Le secteur privé n’est pas mieux loti, les cliniques souffrant d’un manque cruel de soignants spécialisés (infirmiers de blocs et anesthésistes). De nombreux établissements tournent au ralenti et, en novembre, le président de la Fédération de l’hospitalisation privée (FHP) Lamine Gharbi sonne à son tour le tocsin : plus d'une clinique sur deux finira l'année dans le rouge sans une aide massive de l’État pour compenser l’inflation.
Bonne foi
Mais il serait faux de dire que les alertes des soignants ont sonné dans le vide tout au long de l'année. À plusieurs reprises, l'État a donné des gages de bonne foi aux hospitaliers. Lors de ses vœux aux soignants le 6 janvier, Emmanuel Macron a tenté de redonner espoir à l'hôpital en plaçant les enjeux d'attractivité au cœur de son discours, évoquant la gestion des carrières, les formations, l'organisation du temps du travail, les plannings ou la gouvernance…
La Loi Rist, entrée en vigueur en avril, avait également l'ambition, avec l'encadrement des tarifs de l'intérim médical, d'apporter un second souffle aux établissements parfois étranglés par les dérives. Mais faute de valorisation des PH en poste, ce tour de vis sur l'intérim a provoqué aussi des effets secondaires délétères et la fermeture de dizaines de services, faute d'urgentistes et d'anesthésistes.

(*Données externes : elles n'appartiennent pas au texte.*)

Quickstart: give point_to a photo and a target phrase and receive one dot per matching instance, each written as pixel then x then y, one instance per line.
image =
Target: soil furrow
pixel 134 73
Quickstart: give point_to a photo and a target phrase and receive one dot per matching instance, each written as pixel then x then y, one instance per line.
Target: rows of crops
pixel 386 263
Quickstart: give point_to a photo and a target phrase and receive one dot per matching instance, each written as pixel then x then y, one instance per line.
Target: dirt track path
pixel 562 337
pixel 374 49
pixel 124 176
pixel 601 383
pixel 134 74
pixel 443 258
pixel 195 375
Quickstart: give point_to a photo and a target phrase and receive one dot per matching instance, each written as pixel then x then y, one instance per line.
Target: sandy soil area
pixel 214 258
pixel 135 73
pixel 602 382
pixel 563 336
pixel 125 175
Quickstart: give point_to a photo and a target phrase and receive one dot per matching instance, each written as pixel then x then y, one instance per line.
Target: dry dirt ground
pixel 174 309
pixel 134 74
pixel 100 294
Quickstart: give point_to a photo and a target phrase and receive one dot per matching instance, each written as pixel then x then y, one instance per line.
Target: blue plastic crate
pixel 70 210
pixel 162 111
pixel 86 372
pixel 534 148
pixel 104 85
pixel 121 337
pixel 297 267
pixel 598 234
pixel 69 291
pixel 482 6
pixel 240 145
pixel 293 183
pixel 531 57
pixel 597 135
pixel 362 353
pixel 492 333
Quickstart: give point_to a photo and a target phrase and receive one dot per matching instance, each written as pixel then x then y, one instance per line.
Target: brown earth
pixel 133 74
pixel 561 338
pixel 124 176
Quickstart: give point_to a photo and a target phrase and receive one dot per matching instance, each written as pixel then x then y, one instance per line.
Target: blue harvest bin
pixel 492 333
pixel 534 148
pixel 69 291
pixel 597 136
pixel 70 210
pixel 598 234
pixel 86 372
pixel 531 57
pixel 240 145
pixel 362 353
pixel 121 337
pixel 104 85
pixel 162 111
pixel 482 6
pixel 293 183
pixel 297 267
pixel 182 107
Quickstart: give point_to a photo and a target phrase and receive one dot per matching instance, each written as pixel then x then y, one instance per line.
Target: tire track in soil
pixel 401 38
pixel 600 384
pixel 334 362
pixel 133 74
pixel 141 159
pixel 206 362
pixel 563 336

C'est finalement à la sortie de l'été que le gouvernement a marqué des points en annonçant des revalorisations salariales pour les sujétions et le travail de nuit, avec une enveloppe globale d'un milliard d'euros. Jusque-là provisoire, la revalorisation de 50 % des gardes des médecins est pérennisée et élargie au privé. La réaction prudente du président de la Fédération hospitalière de France (FHF) illustre malgré tout l'inquiétude du secteur. Heureux de ce « signe fort adressé aux soignants », Arnaud Robinet y voit un geste insuffisant pour « répondre aux enjeux d’attractivité et de fidélisation à l’hôpital ». En 2024, tout reste à construire.